Contract-based pension providers should be given a safe harbour to change the default investment strategy for their members, according to an overwhelming percentage of advisers at the Corporate Adviser summit.
In a poll at the event on Thursday 94 per cent of advisers said contract-based providers should be given a statutory override to update default strategies if it is in members’ best interests to do so.
In a wide-ranging debate on the influence of the freedom and choice reforms on workplace pensions Simon Chinnery, head of UK defined contribution and managing director at JPMorgan Asset Management said DC members faced a multitude of investment risks following the introduction of freedom and choice which presents a problem for the contract workplace pension providers.
Chinnery said: “We need something to contain [investment risks]. I don’t think there is any point banging on about education; people want someone to do the management for them. How do you get a wet signature from those members that aren’t engaged?”
Provider representatives outlined different experiences of offering the freedoms since April. Scottish Widows corporate pensions relationship specialist Robert Cochran highlighted the extent to which customers have been happy to self-serve for income drawdown. He said: “The level of self-serve income drawdown has surprised us – we have had 4,300 requests and we dropped our minimum to £10000. The average pot size is £58,000 – we would see that as an advised piece of business but they want to do that themselves.”
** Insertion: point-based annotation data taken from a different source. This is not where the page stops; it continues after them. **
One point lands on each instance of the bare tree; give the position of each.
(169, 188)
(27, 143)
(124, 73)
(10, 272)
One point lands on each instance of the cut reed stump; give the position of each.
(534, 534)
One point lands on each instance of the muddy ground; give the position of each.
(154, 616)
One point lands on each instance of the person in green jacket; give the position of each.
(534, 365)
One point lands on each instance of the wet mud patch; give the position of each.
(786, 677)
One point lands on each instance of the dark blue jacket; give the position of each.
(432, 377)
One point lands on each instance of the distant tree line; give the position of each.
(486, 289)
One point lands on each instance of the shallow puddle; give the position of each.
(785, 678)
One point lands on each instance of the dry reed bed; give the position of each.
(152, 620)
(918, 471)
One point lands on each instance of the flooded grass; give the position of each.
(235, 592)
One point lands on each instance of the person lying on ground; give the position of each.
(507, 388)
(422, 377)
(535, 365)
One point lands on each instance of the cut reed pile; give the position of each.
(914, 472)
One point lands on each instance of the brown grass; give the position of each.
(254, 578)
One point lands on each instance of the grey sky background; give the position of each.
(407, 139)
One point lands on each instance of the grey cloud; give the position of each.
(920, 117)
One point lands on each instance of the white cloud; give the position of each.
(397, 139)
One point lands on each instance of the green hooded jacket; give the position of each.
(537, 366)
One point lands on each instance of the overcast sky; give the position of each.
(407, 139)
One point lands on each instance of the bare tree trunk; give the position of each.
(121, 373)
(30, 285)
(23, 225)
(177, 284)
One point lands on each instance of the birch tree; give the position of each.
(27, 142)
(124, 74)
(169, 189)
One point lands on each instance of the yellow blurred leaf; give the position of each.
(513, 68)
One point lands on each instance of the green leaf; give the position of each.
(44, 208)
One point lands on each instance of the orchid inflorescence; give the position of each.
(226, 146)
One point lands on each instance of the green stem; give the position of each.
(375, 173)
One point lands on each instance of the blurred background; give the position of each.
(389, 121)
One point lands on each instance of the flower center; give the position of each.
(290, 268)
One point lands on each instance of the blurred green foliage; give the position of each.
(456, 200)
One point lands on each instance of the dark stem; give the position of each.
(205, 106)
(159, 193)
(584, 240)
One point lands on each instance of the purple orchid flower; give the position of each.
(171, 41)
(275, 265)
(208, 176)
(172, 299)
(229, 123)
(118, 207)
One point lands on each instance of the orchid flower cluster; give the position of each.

Royal London business development manager Jamie Clark said: There is a real revolution going on in product types and the delivery of those products. I don’t believe the default should be drawdown or the default should be annuities. The default should be the product and we are introducing the technology that allows us to deliver that cost-effectively to the member of the scheme.”
Speakers agreed that data sharing must be improved if the pensions industry is to meet both auto-enrolment and freedom and choice obligations in the coming year.
B2E Technologies founder and managing director James Markham said the industry’s failure to tackle interoperability – the exchange of data and information – will present insurmountable objects in the way of pension reform.
Markham said: “The industry has a significant problem with interoperability and that is not being addressed. There are coalitions to address interoperability in other industries, but in this industry there is no intention to do that. That lack of initiative will challenge our ability – irrespective of product design – to meet consumer demand.”
But Pension Regulator chief executive Lesley Titcomb said that in spite of awareness of issues with interoperability, there were no plans to embark on any industry wide initiative to tackle the problem. FCA director of policy David Geale said he felt it was not the regulator’s role to get involved in technology projects of this sort, arguing that was better left to the private sector.